What do I do? I don't want to lose my channel. Here's the video.


----------



## davidson (Jul 20, 2021)

I'm confused as to whats happened. Am I right in thinking you paid for subscribers via a guy on fiverr, You got the subs, but you're not happy that they aren't genuine fans of your work, so to speak?


----------



## Nils Neumann (Jul 20, 2021)

Reviews can be easily faked on every Plattform.
What exactly did you buy from him?
Clicks? Subs?


----------



## MA-Simon (Jul 20, 2021)

Just listened to your track, not bad!
I do have some constructive feeback though. The timing of the drumkit and the piano does not work all that well together. I think they might play on a different beat? It is very weird that the accents on the drumkit are different from the chords of the piano. Like listening to two demos at the same time.


----------



## Henu (Jul 20, 2021)




----------



## reutunes (Jul 20, 2021)

My advice, for what it's worth...

Remove that video. If you're using YouTube as a promotional tool for your work, you shouldn't be uploading unfinished demos anyway, only completed songs. In addition, the comment section has become toxic and may turn off any potential clients and collaborators.


----------



## Erick - BVA (Jul 20, 2021)

davidson said:


> I'm confused as to whats happened. Am I right in thinking you paid for subscribers via a guy on fiverr, You got the subs, but you're not happy that they aren't genuine fans of your work, so to speak?


No, paying for YT promotion is different than paying for subs. There are legitimate ways to promote a channel - through blogs, Instagram, etc. At least that's what I've read. I'm trying to pay other people to promote my channel. I'd do it myself if I knew how. I'm also releasing content regularly - at least trying to. 
Of course there are all sorts of scams out there that just add subs to your account.
In the description is says "Professional Campaign for 100% Real and Organic"
I already feel bad enough about falling for it. It's been since highschool that I feel for this level of scam (multilevel marketing scams). 
The gig does not state anywhere that it's just "adding subs." 
The whole point is to get legitimate engagement. Otherwise my channel is no good. 
No, I'm not happy I got the subs at all because they were from picoworkers, and not organic sharing, etc.


----------



## Erick - BVA (Jul 20, 2021)

Nils Neumann said:


> Reviews can be easily faked on every Plattform.
> What exactly did you buy from him?
> Clicks? Subs?


Said nothing about buying subs. Said that through organic promotion I would get the subs. 
So indirectly, yes. But I didn't directly pay for subs. Again, I feel like an idiot for being duped.


----------



## osterdamus (Jul 20, 2021)

Erick - BVA said:


> Said nothing about buying subs. Said that through organic promotion I would get the subs.
> So indirectly, yes. But I didn't directly pay for subs. Again, I feel like an idiot for being duped.

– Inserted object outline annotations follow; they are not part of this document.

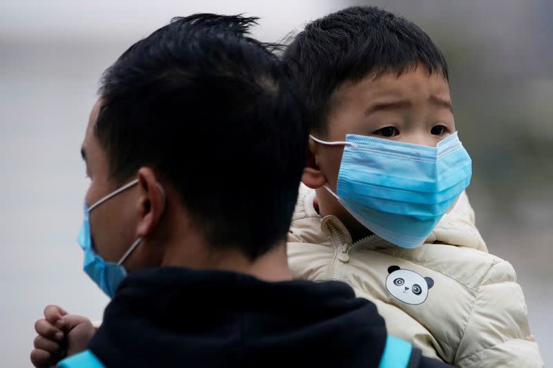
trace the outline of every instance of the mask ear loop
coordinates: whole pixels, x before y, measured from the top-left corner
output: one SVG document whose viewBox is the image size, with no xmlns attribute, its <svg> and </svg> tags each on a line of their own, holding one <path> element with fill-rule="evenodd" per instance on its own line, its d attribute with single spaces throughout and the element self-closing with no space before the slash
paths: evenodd
<svg viewBox="0 0 553 368">
<path fill-rule="evenodd" d="M 310 134 L 309 135 L 309 137 L 313 139 L 315 142 L 317 143 L 320 143 L 321 144 L 326 144 L 326 146 L 351 146 L 353 148 L 357 148 L 359 146 L 357 144 L 353 143 L 353 142 L 346 142 L 346 141 L 335 141 L 335 142 L 326 142 L 322 141 L 319 138 L 315 138 Z"/>
<path fill-rule="evenodd" d="M 335 197 L 335 198 L 336 198 L 336 199 L 337 199 L 337 200 L 338 200 L 339 201 L 340 200 L 340 197 L 338 197 L 338 195 L 337 195 L 337 194 L 336 194 L 335 193 L 334 193 L 334 191 L 333 191 L 332 189 L 330 189 L 330 186 L 329 186 L 328 184 L 324 184 L 324 185 L 323 186 L 323 187 L 324 187 L 325 189 L 326 189 L 326 191 L 327 191 L 327 192 L 328 192 L 328 193 L 330 193 L 330 194 L 332 194 L 332 195 L 334 196 L 334 197 Z"/>
<path fill-rule="evenodd" d="M 136 180 L 136 182 L 138 182 L 138 179 Z M 129 184 L 131 184 L 131 183 L 129 183 Z M 156 184 L 158 184 L 158 188 L 160 188 L 160 191 L 161 192 L 161 195 L 163 197 L 163 206 L 162 207 L 162 209 L 161 209 L 161 213 L 163 213 L 163 212 L 165 211 L 165 199 L 166 199 L 165 190 L 163 188 L 163 187 L 161 186 L 161 184 L 160 183 L 156 183 Z M 129 184 L 127 184 L 127 185 L 129 185 Z M 126 188 L 125 188 L 125 189 Z M 124 189 L 123 189 L 123 190 L 124 190 Z M 128 258 L 129 256 L 131 255 L 131 253 L 133 252 L 133 251 L 134 251 L 134 249 L 136 248 L 138 246 L 138 244 L 140 243 L 142 240 L 142 238 L 140 237 L 140 238 L 137 238 L 136 240 L 134 241 L 134 242 L 131 246 L 131 247 L 129 248 L 129 249 L 125 252 L 125 253 L 123 255 L 123 256 L 121 257 L 121 259 L 119 260 L 119 262 L 117 262 L 118 266 L 120 266 L 121 264 L 123 264 L 124 262 L 125 262 L 126 258 Z"/>
<path fill-rule="evenodd" d="M 111 192 L 111 193 L 108 194 L 107 195 L 106 195 L 103 198 L 100 198 L 97 202 L 96 202 L 96 203 L 95 203 L 94 204 L 93 204 L 92 206 L 88 207 L 88 212 L 91 211 L 93 209 L 94 209 L 95 208 L 97 207 L 98 206 L 100 206 L 100 204 L 102 204 L 102 203 L 104 203 L 104 202 L 106 202 L 109 199 L 111 198 L 112 197 L 115 197 L 115 195 L 117 195 L 120 193 L 129 189 L 129 188 L 131 188 L 133 185 L 135 185 L 138 182 L 138 179 L 135 179 L 134 180 L 133 180 L 130 183 L 126 184 L 125 185 L 124 185 L 123 186 L 122 186 L 119 189 L 116 189 L 115 191 L 113 191 L 113 192 Z"/>
<path fill-rule="evenodd" d="M 136 248 L 136 246 L 138 246 L 140 243 L 140 242 L 142 242 L 142 237 L 140 237 L 140 238 L 138 238 L 138 239 L 136 239 L 136 240 L 134 241 L 134 242 L 133 243 L 133 245 L 131 246 L 131 247 L 129 249 L 129 250 L 127 250 L 125 252 L 125 253 L 123 255 L 123 256 L 121 257 L 121 259 L 119 260 L 119 262 L 117 262 L 117 265 L 118 266 L 120 266 L 121 264 L 122 264 L 122 263 L 124 262 L 125 262 L 126 258 L 129 255 L 131 255 L 131 253 L 133 252 L 133 251 L 134 251 L 134 249 Z"/>
</svg>

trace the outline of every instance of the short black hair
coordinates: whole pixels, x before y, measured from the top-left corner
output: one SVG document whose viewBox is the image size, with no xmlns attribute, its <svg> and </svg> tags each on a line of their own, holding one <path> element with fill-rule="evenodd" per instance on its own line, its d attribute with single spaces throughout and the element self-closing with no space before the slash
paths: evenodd
<svg viewBox="0 0 553 368">
<path fill-rule="evenodd" d="M 104 73 L 95 135 L 111 177 L 143 166 L 176 188 L 213 246 L 250 259 L 285 239 L 305 163 L 305 106 L 256 18 L 198 14 L 129 48 Z"/>
<path fill-rule="evenodd" d="M 374 6 L 354 6 L 308 23 L 283 57 L 306 101 L 311 131 L 327 134 L 336 101 L 332 93 L 346 81 L 369 75 L 402 72 L 425 66 L 448 79 L 445 58 L 416 24 Z"/>
</svg>

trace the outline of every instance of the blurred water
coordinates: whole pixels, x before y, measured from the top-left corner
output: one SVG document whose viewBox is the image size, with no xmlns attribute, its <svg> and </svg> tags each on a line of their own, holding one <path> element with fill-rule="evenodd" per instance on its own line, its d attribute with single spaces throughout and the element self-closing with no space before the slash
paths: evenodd
<svg viewBox="0 0 553 368">
<path fill-rule="evenodd" d="M 47 304 L 100 319 L 107 302 L 82 271 L 76 243 L 88 184 L 79 150 L 100 73 L 174 15 L 247 11 L 266 18 L 258 35 L 274 40 L 341 7 L 332 1 L 261 3 L 165 0 L 155 8 L 130 1 L 0 3 L 2 366 L 30 365 L 33 324 Z M 505 210 L 507 222 L 498 215 L 503 208 L 487 185 L 476 179 L 469 191 L 479 226 L 490 249 L 517 270 L 533 331 L 545 361 L 553 362 L 547 349 L 553 342 L 553 198 L 549 190 L 521 197 Z"/>
</svg>

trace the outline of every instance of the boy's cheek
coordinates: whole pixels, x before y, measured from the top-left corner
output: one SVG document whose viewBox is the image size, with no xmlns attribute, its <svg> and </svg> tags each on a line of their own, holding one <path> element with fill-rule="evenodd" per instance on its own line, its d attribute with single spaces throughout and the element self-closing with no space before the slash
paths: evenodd
<svg viewBox="0 0 553 368">
<path fill-rule="evenodd" d="M 332 147 L 331 149 L 325 151 L 326 152 L 321 155 L 318 164 L 328 184 L 335 190 L 344 148 L 343 147 Z"/>
</svg>

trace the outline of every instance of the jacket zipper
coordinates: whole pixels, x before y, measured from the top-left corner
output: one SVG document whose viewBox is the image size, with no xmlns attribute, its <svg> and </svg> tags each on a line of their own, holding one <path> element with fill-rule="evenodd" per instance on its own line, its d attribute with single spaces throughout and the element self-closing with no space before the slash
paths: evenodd
<svg viewBox="0 0 553 368">
<path fill-rule="evenodd" d="M 353 244 L 349 244 L 344 241 L 344 238 L 332 222 L 328 224 L 328 227 L 330 229 L 333 238 L 339 240 L 339 246 L 336 246 L 337 253 L 336 257 L 335 257 L 335 260 L 337 258 L 338 258 L 338 263 L 334 267 L 332 280 L 334 281 L 343 281 L 344 268 L 350 262 L 350 254 L 353 254 L 354 251 L 357 251 L 361 246 L 364 245 L 367 241 L 376 237 L 376 235 L 373 234 L 366 236 L 355 242 Z"/>
</svg>

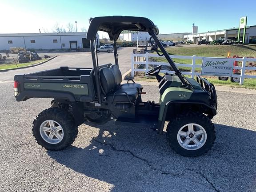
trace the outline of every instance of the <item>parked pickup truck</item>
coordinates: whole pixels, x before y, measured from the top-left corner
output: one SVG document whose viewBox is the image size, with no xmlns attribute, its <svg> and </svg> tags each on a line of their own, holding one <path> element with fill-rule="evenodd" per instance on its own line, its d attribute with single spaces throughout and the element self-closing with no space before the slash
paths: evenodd
<svg viewBox="0 0 256 192">
<path fill-rule="evenodd" d="M 166 44 L 167 46 L 175 46 L 175 43 L 173 43 L 173 42 L 172 41 L 162 41 L 162 44 Z"/>
</svg>

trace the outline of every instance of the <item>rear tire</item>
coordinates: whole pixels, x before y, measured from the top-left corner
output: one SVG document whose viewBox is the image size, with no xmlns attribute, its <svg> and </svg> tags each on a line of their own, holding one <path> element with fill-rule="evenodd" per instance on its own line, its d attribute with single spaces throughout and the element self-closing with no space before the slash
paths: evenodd
<svg viewBox="0 0 256 192">
<path fill-rule="evenodd" d="M 174 151 L 187 157 L 198 156 L 207 152 L 216 138 L 212 121 L 197 112 L 177 116 L 168 124 L 166 136 Z"/>
<path fill-rule="evenodd" d="M 46 149 L 62 150 L 73 143 L 78 133 L 72 115 L 57 108 L 46 109 L 33 122 L 33 135 Z"/>
</svg>

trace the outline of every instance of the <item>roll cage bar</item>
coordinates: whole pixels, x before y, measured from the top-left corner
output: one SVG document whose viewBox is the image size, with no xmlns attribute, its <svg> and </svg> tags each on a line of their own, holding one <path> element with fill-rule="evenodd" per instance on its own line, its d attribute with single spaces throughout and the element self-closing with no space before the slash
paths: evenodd
<svg viewBox="0 0 256 192">
<path fill-rule="evenodd" d="M 98 31 L 102 31 L 108 33 L 110 40 L 113 40 L 113 49 L 115 64 L 118 65 L 116 40 L 120 33 L 124 30 L 147 32 L 154 39 L 156 44 L 164 56 L 171 66 L 173 69 L 175 74 L 178 76 L 183 86 L 188 89 L 193 88 L 192 85 L 186 79 L 180 71 L 178 69 L 172 58 L 160 42 L 157 35 L 159 33 L 157 27 L 150 20 L 144 17 L 128 16 L 112 16 L 95 17 L 90 19 L 90 24 L 87 34 L 87 38 L 90 40 L 91 52 L 93 64 L 93 70 L 95 77 L 96 91 L 98 97 L 98 103 L 102 102 L 102 95 L 100 91 L 99 67 L 95 58 L 94 42 Z M 151 38 L 151 39 L 152 39 Z M 152 44 L 151 40 L 150 42 Z M 159 54 L 159 52 L 157 54 Z"/>
</svg>

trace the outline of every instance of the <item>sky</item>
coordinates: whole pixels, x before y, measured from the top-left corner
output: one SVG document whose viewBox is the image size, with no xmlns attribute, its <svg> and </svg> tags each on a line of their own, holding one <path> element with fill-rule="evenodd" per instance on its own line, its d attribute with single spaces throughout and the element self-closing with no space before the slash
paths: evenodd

Maybe I’m failing to understand. Are all the negative comments etc the freelancers doing, like from a troll army? Or is the campaign working, but missing a target audience and therefore resulting in negative comments?


----------



## FireGS (Jul 20, 2021)

Erick - BVA said:


> paying for YT promotion is different than paying for subs.


and yet, this is exactly what was done.


----------



## Erick - BVA (Jul 20, 2021)

osterdamus said:


> Maybe I’m failing to understand. Are all the negative comments etc the freelancers doing, like from a troll army? Or is the campaign working, but missing a target audience and therefore resulting in negative comments?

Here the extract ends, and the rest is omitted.